9.2 If either party is prevented, hindered or delayed from or in performing any of its obligations under this Agreement by reason of a Force Majeure Event, it shall within 2 days give written notice to the other party declaring the extent of the Force Majeure Event, the date of its commencement and the effects of the Force Majeure Event on its ablility to perform its obligations under this Agreement and if mutually agreed by the parties then the obligations of the party so affected shall thereupon be suspended for so long as the circumstances may continue.
9.3 A party affected by a Force Majeure Event is to use every reasonable effort to minimise the effects thereof and shall resume performance as soon as possible after the removal of such Force Majeure Event. If the period of non-performance exceeds fourteen (14) days from the receipt of the notice of the Force Majeure Event, the party whose performance has not been so affected may, by giving written notice, terminate the agreement forthwith.
10. Termination and Breach
10.1 Total Fitness shall have the right to terminate this Agreement with immediate effect by notice in writing to the Company being in breach of any of its obligations under this Agreement. In case of any breach which is capable of remedy, Total Fitness shall serve a written notice on the company specifying the nature of such breach and where such breach is remediable the company shall have failed to remedy such breach within the maximum period of fourteen (14) days from the date of service of such notice.

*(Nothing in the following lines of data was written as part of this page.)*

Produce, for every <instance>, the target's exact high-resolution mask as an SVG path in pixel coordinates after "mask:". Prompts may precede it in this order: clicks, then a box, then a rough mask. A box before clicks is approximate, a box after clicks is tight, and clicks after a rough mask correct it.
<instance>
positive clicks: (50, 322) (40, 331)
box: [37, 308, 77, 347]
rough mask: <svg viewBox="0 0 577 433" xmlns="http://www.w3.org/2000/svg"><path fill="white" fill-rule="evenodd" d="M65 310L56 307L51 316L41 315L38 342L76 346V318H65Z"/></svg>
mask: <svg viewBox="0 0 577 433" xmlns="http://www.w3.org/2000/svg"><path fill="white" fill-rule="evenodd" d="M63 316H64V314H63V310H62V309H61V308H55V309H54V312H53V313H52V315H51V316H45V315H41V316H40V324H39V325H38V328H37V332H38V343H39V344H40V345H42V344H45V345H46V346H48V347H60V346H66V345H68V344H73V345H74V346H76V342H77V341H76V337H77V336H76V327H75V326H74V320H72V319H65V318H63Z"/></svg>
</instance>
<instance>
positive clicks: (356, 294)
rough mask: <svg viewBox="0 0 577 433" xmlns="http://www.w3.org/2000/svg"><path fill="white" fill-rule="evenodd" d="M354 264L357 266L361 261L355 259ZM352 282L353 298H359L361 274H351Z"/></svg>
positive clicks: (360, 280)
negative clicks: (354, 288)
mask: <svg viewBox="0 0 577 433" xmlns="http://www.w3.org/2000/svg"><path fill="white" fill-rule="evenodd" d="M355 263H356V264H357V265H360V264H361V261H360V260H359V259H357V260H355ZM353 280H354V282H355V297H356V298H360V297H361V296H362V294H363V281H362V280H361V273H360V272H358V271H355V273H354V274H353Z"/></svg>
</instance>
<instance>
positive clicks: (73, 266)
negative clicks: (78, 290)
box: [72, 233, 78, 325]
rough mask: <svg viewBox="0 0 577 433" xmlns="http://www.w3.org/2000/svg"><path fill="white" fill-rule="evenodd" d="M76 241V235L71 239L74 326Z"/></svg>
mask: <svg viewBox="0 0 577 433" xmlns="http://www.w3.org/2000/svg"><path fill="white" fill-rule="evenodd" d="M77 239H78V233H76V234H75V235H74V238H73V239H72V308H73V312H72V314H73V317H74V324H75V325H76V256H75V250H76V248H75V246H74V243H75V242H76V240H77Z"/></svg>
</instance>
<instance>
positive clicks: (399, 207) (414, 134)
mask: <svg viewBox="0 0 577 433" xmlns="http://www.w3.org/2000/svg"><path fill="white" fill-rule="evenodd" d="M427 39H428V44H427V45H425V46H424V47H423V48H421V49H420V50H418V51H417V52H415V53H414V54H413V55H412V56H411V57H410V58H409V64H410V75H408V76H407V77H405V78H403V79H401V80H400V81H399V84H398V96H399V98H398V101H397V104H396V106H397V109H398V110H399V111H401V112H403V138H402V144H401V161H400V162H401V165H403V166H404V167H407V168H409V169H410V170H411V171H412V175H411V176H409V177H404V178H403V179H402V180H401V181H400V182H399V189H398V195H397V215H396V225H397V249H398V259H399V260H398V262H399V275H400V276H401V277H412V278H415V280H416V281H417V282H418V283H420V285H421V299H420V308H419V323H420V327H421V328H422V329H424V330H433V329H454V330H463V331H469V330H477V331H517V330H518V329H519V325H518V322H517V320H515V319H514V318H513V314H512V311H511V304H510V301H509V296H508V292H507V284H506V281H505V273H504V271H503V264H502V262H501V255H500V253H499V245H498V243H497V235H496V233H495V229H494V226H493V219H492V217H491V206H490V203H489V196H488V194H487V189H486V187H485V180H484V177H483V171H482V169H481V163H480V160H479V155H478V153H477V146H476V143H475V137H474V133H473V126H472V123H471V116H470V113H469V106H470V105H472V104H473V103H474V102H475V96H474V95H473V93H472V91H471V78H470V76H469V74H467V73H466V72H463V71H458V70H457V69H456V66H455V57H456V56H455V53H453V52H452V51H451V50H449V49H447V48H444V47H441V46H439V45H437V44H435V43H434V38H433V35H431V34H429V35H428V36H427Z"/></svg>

10.2 In the case of a material breach, which is not capable of remedy, Total Fitness shall have the right to terminate this Agreement with immediate effect.
10.3 The Company shall have the right to terminate this Agreement in the event of Total Fitness being in breach of "any of its obligations under this Agreement, provided that the Company shall first have served a written notice on Total Fitness specifying the nature of such breach and where such breach is remediable Total Fitness shall have failed to remedy such breach within the maximum period of fourteen (14) days from the date of service of such notice.
10.4 Total Fitness may (without prejudice to any other rights or remedy of the other party) terminate this Agreement by notice to take immediate effect if any of the following events occur: a) The Company makes or offers to make any arrangement or composition with or for the benefit of its creditors (including any voluntary arrangement as defined in the Insolvency Act 1986); or b) The Company ceases or threatens to cease to carry on business or suspends or threatens to suspend all or substantially all of its operations (other than temporarily by reason of a strike) or suspends payments of its debts or becomes unable to pay its debts (within the meaning of Section 123 of the Insolvency Act 1986 where applicable) or commits any act of insolvency or bankruptcy; or c) A petition or resolution for the making of an administration order for the bankruptcy, winding-up or dissolution of the Company for the purposes of reconstruction or amalgamation of the solvent company is presented or passed; or d) The Company files a voluntary petition in bankruptcy or insolvency; or e) A liquidator, trustee, supervisor, receiver, administrator, administrative receiver or encumbrancer takes possession of or is appointed over the whole or any part of the assets of the Company; or f) There is a change of control of the Company. For the purpose of this Clause 10.4 (f), “control” means the ability to direct the affairs of another whether by voting or contractual rights or otherwise and whether directly or indirectly.
10.5 Total Fitness shall have the right to terminate this Agreement at any time on three (3) months written notice.